Le système de rémunération de la banque ne prévoyait pas de pénalités applicables à un gérant de fortune qui se trouvait en infraction à la loi ou aux règles bancaires. Au contraire. La part variable était très élevée, poursuit le rapport, ce qui incitait d’autant plus les gérants de fortune à en tirer le maximum d’avantages. Le gérant indélicat a ainsi vu sa rémunération variable bondir jusqu’à 1,8 million de francs en plus de son salaire fixe, soit douze fois la rémunération annuelle moyenne de ses collègues. De plus, il n’existait pas de critères systématiques en matière de calcul des rémunérations variables. Autrement dit, le gérant se voyait augmenté (ou pas) car il faisait plaisir à ses supérieurs, qu’il respecte les prescriptions réglementaires et légales ou non.

Enfin, la banque a tardé à considérer son client Bidzina Ivanishvili comme une «personne exposée politiquement» (PEP) ainsi qu’il est fait obligation à toutes les banques vis-à-vis de leurs clients détenant de hautes responsabilités politiques dans leur pays (cela est valable pour les responsables politiques suisses aussi). Une telle inscription élève encore le niveau de contrôles, notamment pour détecter des cas de flux de fonds émanant de fraudes ou de corruption (qui n’ont pas eu lieu dans cet exemple, précise le rapport).

De plus, la banque a accordé certains prêts sans suivre toutes les procédures.
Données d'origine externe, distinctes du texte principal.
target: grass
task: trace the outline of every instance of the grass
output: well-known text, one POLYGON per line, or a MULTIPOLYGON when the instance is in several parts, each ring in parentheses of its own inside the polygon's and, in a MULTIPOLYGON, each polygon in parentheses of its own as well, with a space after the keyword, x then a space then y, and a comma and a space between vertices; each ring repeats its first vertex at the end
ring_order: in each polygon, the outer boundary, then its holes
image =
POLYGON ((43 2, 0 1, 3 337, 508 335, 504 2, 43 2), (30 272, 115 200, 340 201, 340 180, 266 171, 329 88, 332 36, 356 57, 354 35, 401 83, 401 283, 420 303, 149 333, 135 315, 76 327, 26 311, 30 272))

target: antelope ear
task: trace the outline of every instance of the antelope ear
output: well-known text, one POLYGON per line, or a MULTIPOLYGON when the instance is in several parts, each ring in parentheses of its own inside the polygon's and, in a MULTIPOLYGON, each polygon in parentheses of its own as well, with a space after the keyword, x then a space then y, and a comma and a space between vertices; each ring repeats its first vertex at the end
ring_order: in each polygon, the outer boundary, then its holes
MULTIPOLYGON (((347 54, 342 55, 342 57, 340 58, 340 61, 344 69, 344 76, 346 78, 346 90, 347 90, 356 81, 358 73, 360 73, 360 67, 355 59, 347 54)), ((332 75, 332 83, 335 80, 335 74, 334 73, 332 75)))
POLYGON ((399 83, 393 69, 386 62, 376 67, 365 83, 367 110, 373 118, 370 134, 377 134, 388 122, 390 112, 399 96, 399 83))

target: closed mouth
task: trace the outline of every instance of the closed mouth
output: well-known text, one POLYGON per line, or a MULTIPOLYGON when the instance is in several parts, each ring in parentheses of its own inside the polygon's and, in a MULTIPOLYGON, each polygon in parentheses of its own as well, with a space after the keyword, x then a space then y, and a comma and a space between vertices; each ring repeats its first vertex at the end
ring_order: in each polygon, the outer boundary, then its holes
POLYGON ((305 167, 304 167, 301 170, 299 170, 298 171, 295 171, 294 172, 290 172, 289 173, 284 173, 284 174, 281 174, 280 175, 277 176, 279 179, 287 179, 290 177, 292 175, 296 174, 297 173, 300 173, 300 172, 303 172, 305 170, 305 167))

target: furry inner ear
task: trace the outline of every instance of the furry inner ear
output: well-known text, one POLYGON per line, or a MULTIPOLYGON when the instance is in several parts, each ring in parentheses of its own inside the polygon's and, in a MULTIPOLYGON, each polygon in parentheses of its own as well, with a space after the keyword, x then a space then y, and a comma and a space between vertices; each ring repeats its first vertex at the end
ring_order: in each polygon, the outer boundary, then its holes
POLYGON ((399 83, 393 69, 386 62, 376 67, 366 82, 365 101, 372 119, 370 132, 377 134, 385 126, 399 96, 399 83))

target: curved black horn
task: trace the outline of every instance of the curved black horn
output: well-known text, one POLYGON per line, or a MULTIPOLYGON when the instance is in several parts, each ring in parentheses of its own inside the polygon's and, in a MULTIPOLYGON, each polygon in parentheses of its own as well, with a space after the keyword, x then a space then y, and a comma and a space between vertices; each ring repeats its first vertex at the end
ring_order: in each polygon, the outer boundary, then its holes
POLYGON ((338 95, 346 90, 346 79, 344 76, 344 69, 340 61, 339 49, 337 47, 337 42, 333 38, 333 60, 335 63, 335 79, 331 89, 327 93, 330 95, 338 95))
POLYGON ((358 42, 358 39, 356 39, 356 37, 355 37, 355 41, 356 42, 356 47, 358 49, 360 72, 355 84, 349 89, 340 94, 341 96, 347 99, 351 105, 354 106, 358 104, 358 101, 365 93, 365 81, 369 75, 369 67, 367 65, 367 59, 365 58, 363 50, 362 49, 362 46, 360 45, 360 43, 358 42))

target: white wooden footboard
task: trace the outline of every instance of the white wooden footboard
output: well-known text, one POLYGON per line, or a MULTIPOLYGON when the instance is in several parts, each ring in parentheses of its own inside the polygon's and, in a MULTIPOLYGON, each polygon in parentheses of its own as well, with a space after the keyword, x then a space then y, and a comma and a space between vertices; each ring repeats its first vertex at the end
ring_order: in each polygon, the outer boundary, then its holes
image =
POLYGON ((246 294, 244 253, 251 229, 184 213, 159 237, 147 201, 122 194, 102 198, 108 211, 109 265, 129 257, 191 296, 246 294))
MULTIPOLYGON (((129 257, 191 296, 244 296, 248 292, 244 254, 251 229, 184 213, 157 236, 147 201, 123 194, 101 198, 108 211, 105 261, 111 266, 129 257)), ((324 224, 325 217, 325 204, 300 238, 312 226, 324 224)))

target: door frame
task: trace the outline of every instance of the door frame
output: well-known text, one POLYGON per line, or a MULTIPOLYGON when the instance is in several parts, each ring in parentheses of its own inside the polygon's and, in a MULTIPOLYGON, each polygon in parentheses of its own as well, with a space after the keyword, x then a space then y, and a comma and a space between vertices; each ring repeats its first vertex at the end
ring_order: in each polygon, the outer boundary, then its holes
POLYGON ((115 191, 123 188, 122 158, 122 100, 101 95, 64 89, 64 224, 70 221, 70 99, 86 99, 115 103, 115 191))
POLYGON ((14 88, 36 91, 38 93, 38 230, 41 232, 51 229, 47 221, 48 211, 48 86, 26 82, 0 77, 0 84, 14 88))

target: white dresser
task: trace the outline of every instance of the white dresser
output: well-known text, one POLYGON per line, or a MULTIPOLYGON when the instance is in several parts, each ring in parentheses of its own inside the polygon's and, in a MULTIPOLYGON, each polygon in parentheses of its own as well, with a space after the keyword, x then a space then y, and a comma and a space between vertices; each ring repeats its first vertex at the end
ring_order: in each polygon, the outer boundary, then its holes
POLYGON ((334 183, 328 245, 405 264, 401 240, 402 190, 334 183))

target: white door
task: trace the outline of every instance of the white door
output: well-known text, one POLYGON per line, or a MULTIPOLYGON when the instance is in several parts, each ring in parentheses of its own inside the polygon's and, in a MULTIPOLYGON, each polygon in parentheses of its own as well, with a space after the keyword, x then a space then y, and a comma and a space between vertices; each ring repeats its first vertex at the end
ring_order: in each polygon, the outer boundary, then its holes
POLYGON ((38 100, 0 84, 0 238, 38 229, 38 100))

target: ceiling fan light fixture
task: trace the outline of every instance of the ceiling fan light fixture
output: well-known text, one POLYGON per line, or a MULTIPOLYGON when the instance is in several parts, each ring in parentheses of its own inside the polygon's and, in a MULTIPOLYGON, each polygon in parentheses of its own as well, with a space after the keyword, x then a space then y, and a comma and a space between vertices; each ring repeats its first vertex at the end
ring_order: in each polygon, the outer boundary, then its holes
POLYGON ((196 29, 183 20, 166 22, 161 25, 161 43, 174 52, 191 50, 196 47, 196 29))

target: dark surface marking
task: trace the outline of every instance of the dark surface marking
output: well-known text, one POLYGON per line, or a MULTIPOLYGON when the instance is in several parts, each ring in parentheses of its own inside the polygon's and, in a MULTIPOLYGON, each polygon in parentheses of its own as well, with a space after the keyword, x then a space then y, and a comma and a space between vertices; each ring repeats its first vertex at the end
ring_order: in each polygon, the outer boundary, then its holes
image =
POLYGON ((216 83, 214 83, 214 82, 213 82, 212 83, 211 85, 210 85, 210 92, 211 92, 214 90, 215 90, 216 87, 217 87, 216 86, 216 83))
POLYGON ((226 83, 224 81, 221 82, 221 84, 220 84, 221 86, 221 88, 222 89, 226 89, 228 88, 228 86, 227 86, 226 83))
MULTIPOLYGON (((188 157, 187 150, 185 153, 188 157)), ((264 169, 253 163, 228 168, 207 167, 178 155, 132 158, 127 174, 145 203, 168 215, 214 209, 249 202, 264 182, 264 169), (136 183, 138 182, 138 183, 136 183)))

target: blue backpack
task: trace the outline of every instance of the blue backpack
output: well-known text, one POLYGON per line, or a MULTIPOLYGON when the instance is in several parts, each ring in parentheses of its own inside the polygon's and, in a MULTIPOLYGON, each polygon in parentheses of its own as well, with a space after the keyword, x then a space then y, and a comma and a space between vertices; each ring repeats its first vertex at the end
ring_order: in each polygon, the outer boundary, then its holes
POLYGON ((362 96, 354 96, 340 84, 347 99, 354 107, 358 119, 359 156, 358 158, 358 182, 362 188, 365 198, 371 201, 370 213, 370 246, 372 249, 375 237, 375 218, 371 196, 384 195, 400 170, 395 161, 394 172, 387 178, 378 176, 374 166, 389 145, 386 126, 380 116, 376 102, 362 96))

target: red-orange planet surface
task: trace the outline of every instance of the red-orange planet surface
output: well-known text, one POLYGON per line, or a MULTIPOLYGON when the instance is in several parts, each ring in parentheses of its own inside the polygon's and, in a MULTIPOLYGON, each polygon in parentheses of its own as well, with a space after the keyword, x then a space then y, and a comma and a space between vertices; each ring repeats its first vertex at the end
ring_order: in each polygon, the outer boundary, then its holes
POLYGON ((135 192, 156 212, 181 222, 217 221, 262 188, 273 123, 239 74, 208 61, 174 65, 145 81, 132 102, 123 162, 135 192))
Ainsi, le client a pu bénéficier d’un crédit lombard (gagé sur des titres) avant même que l’examen de sa demande n’ait été mené à son terme, ajoute le rapport.

«Des faiblesses»

Sur la base de ce rapport, la Finma a mené son enquête à bien avant d’en publier succinctement les conclusions en septembre 2018. Elle y constatait «des manquements dans le respect des obligations de diligence dans le domaine de la lutte contre le blanchiment d’argent.» Elle y notait aussi «des faiblesses dans l’organisation administrative ainsi que dans la gestion des risques de la banque». L’avenir, hélas, lui a montré que cette remarque ne concernait pas qu’un excès de mansuétude vis-à-vis d’un gérant mal intentionné, mais concernait la culture d’entreprise même de toute une banque, comme l’a admis le nouveau président António Horta-Osório dans son discours inaugural lors de l’assemblée des actionnaires du 30 avril dernier.